Surveys by the USDA and the Census Bureau show that both variants have risen steeply during the pandemic. Just before the coronavirus struck, 35 million Americans, 11 million of them children, experienced food insecurity, the lowest figure in two decades. This year, those numbers are projected to reach 54 million and 18 million respectively. In 2018, 4% of American adults reported that at least some members of their family did not have enough to eat; by July 2020, that figure had hit 11%, according to a study by Northwestern University's Food Research and Action Center, and will only increase as the pandemic worsens.
Income supplements provided by the $2.2 trillion CARES Act that Congress passed in March in response to the economic problems created by Covid-19, increases in the government's Supplementary Nutritional Program (SNAP), and the Pandemic Electronic Benefit (P-EBT), which helps parents whose children no longer get free or subsidized school lunches, have made a difference -- but not enough to make up for lost or reduced income, lost homes, and other disasters of this moment. And sadly, any follow-up to the CARES Act, assuming Congress reaches some kind of agreement on its terms before the current legislation expires at the end of December, will almost certainly be far less generous than the original law.

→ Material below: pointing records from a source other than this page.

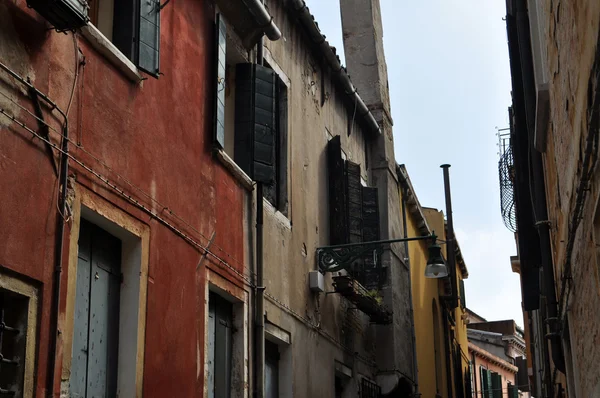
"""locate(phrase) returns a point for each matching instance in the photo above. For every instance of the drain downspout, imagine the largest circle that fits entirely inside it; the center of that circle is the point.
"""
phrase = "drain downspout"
(259, 351)
(60, 229)
(412, 312)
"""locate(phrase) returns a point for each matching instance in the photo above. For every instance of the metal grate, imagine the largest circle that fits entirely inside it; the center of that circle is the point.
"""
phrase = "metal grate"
(11, 344)
(368, 389)
(506, 172)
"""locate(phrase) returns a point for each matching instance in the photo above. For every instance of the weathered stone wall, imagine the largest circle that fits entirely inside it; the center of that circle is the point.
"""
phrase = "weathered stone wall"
(571, 38)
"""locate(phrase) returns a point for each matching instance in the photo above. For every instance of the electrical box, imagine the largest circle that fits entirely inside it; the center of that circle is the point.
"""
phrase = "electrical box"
(316, 282)
(62, 14)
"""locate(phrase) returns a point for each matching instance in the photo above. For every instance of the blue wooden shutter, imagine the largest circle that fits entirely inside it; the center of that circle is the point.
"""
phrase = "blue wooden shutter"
(149, 37)
(220, 59)
(255, 121)
(338, 224)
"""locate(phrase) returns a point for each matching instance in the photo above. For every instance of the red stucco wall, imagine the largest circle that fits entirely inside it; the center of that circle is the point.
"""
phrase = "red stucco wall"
(158, 136)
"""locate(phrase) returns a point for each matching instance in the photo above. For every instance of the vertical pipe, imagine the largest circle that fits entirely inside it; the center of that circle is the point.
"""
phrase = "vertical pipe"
(412, 312)
(59, 253)
(450, 245)
(260, 289)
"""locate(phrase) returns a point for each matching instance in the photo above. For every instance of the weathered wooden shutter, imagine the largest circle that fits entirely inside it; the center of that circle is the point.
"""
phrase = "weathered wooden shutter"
(255, 121)
(220, 83)
(149, 36)
(463, 296)
(338, 223)
(354, 189)
(484, 381)
(372, 277)
(496, 385)
(222, 345)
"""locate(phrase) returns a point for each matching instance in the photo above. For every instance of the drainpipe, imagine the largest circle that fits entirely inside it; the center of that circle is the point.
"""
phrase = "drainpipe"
(411, 308)
(60, 228)
(260, 289)
(264, 20)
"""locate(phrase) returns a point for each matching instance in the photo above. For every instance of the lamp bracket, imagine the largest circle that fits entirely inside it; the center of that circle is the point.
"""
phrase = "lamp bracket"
(339, 257)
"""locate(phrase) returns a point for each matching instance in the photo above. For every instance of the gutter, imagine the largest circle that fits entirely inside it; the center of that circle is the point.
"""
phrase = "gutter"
(263, 19)
(340, 73)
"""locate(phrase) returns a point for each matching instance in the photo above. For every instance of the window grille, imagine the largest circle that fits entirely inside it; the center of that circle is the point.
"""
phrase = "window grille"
(13, 319)
(368, 389)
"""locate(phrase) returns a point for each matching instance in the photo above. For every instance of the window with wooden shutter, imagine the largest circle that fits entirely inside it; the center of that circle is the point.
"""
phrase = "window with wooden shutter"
(220, 67)
(338, 223)
(255, 121)
(354, 196)
(149, 36)
(496, 385)
(463, 297)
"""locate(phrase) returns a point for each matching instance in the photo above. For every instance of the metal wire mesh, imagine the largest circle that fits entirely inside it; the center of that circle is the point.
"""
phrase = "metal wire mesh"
(506, 172)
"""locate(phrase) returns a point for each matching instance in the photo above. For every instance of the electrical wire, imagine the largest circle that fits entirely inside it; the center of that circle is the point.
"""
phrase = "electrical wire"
(175, 229)
(120, 176)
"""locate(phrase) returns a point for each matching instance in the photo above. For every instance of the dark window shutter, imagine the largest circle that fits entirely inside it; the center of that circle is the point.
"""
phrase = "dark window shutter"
(149, 36)
(124, 27)
(354, 189)
(338, 223)
(496, 385)
(372, 274)
(220, 60)
(255, 121)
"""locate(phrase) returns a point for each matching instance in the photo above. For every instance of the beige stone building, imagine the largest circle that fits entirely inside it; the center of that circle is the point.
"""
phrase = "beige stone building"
(550, 172)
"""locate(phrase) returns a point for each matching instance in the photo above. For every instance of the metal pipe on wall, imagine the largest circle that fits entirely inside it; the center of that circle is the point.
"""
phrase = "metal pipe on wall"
(411, 308)
(60, 228)
(259, 351)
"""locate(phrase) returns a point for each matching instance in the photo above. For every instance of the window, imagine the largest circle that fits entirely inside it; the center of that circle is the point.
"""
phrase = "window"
(220, 343)
(369, 389)
(271, 370)
(251, 116)
(133, 26)
(353, 213)
(94, 366)
(18, 317)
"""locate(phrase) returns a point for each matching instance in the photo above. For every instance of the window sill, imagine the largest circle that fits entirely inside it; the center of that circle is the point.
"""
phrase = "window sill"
(112, 53)
(235, 170)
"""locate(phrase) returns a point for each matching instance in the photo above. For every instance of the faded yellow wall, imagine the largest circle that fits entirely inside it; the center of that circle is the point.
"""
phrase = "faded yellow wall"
(424, 292)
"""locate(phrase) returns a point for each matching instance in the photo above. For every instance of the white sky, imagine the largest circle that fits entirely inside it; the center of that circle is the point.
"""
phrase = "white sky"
(449, 82)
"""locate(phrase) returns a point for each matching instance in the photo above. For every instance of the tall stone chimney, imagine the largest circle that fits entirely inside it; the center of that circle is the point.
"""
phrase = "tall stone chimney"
(365, 60)
(363, 44)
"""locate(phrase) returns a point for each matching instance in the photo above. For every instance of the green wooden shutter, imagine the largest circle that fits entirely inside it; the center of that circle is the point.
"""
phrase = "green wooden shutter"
(463, 300)
(255, 121)
(149, 36)
(338, 223)
(220, 61)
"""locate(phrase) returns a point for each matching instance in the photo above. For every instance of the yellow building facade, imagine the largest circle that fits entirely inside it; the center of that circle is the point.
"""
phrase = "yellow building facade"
(440, 330)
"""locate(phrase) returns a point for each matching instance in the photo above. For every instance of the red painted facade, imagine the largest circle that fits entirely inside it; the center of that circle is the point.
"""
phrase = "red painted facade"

The SNAP increases already excluded the poorest seven million households that were then receiving the maximum amount, and the new increases now under discussion in Congress would add less than one dollar to a four-person family's maximum daily benefit. P-EBT expired in most states at the end of September, in some as early as July.
That food insecurity has "skyrocketed," as the Center for Budget and Policy Priorities puts it, during the pandemic despite government assistance shouldn't come as a surprise. Millions of people have lost their jobs. Some have seen their earnings diminished because of furloughs, wage cuts, freezes, or reduced working hours. Others have looked for jobs in vain and finally given up (but aren't included in official unemployment statistics). Millions of adults have children who no longer receive those free or subsidized lunches because of the switch, in whole or part, to online teaching. Worse yet, as pandemic-induced firings, layoffs, and wage cuts have reduced incomes, and so consumer purchasing power, food prices, especially for meat, fish, and eggs, have only risen. Such costs have increased for other reasons as well. The pandemic has disrupted supply networks, national and international. Leery consumers, anticipating shortages or seeking to reduce trips to grocery stores to avoid being infected by Covid-19, have also resorted to panic buying and the stockpiling of food and other necessities.